How might we 'build back better'?  I suggest three keys:

1.  Focus on rebuilding rural communities.
2.  Follow Christian Community Development principles and practices; see HCDF for a model.
3.  Create a new Christian University at Fond-des-Blancs in order to train a new core of leaders.

From Farmer footnotes:

Farmer disagrees with Par Robertson's theodicy on Haiti but makes these positive comments about Operation Blessing:  "this organization was one of the very finest, and best led, we worked with in the year after the quake."

Farmer quotes Jeffery Sachs, the economist who wrote The End of Poverty:  "When a country is too poor to provide its people with the basic necessities such as health care, and when the underlying ecology makes agriculture difficult without fertilizer and irrigation, any change can push society off the edge and into outright desperation. . . . Something as simple  as bad rains can trigger internal conflicts when a society is living on the edge of survival."

Mildred Aristide:  "It is clear that Haiti's [failed] rural development and the faltering road to a national public education system have been and remain at the center of the propagation of child domestic service in the country.  This explains why the prototypical image of a child in domestic service [a form of slavery] is one of a child from the impoverished countryside seeking an education, working in the city."

"In 2002, Haiti, was ranked 147 out of 147 countries on the Water Poverty Index, and 101 out of 122 countries for water quality."

"Few years in Haiti's history are unmarked by foreign intervention or meddling of some kind" to extract some of Haiti's wealth.  "the Haitian state has been starved of resources."

"Increasing evidence points toward the value of cash transfers [Haitian Americans sending monies back to their families in Haiti], especially those targeted at women, at strengthening families and spurring grassroots development."
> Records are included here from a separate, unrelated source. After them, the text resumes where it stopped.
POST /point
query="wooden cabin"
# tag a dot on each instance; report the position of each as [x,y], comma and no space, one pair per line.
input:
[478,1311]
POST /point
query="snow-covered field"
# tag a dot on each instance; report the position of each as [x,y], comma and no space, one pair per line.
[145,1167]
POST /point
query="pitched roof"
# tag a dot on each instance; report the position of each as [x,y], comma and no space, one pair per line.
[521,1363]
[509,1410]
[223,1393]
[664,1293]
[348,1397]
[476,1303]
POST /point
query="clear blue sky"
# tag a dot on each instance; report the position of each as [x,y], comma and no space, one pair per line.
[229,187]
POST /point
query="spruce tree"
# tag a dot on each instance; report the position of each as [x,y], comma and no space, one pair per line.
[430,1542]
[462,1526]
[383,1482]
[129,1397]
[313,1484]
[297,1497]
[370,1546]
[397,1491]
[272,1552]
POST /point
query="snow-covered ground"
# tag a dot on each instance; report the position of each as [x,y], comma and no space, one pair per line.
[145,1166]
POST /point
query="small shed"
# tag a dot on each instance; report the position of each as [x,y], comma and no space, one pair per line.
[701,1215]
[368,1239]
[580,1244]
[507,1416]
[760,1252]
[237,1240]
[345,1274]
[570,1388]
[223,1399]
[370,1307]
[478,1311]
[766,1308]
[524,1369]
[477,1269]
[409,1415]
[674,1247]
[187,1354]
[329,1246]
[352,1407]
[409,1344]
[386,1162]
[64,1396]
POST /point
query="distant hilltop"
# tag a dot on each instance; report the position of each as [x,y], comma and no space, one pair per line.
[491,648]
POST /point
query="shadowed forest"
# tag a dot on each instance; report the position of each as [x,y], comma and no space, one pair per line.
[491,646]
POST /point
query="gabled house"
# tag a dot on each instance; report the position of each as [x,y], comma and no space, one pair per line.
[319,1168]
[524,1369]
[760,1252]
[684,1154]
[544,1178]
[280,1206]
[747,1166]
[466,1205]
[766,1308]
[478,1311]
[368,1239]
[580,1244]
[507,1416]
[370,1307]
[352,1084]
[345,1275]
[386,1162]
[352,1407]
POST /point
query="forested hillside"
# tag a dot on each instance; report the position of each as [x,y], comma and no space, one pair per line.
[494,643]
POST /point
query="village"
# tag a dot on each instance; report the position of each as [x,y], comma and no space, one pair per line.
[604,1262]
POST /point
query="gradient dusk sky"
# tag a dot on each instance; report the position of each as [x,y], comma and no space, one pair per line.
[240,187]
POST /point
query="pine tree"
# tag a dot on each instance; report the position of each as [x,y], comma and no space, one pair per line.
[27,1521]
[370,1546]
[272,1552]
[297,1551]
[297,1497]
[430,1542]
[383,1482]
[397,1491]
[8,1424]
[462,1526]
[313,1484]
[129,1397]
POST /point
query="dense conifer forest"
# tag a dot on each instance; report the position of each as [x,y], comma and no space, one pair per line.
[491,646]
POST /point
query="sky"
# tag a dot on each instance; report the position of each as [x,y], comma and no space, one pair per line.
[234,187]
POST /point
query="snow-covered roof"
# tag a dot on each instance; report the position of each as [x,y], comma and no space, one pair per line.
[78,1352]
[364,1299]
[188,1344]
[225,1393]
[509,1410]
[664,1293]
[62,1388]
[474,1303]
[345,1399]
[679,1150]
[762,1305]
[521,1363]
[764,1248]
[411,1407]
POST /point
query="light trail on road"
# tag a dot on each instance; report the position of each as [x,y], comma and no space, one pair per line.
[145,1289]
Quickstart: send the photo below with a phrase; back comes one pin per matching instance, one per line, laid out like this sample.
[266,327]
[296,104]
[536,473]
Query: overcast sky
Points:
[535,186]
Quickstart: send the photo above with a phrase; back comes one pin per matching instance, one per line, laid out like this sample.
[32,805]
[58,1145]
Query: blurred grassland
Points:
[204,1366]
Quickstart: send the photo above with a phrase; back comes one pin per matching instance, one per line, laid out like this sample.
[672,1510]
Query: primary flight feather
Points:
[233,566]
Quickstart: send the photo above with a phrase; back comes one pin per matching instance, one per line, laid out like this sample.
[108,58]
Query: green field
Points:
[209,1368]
"Partners in Health efforts to manufacture vitamin-enriched peanut butter as a ready-to-use therapeutic food."

"There is the disgruntled former Haitian army (an institution with a violent and unpalatable recent history), which has been wielded many times in the service of coups d'etat, often subsidized by its masters, the elite of Haiti.  . . .  they must be called the entrenched class enemies of the Haitian people."

"Paul Collier has argued the combination of high population and unemployment in Haiti has created a large and volatile group of unemployed young people---a youth tsunami.  Haiti has exceptionally rapid population growth which adds to an already acute pressure on the land. . . .  Seventy percent of its people do not have jobs."

Haiti needs a "national civic service corps, . . . . akin to President Roosevelt's Works Progress Administration. . . .  Not only would such an initiative grease the wheels of economic growth, but it could also combat the cycles of deforestation and erosion that---along with dumping subsidized American produce in Haitian markets---fuel rural poverty and urban crowding."

"most of the fruits of the peasantry's toil were seized by the alliance of rulers and merchants and transferred abroad."  The Haitian elites and U.S. elites often conspire against the poor peasant of Haiti.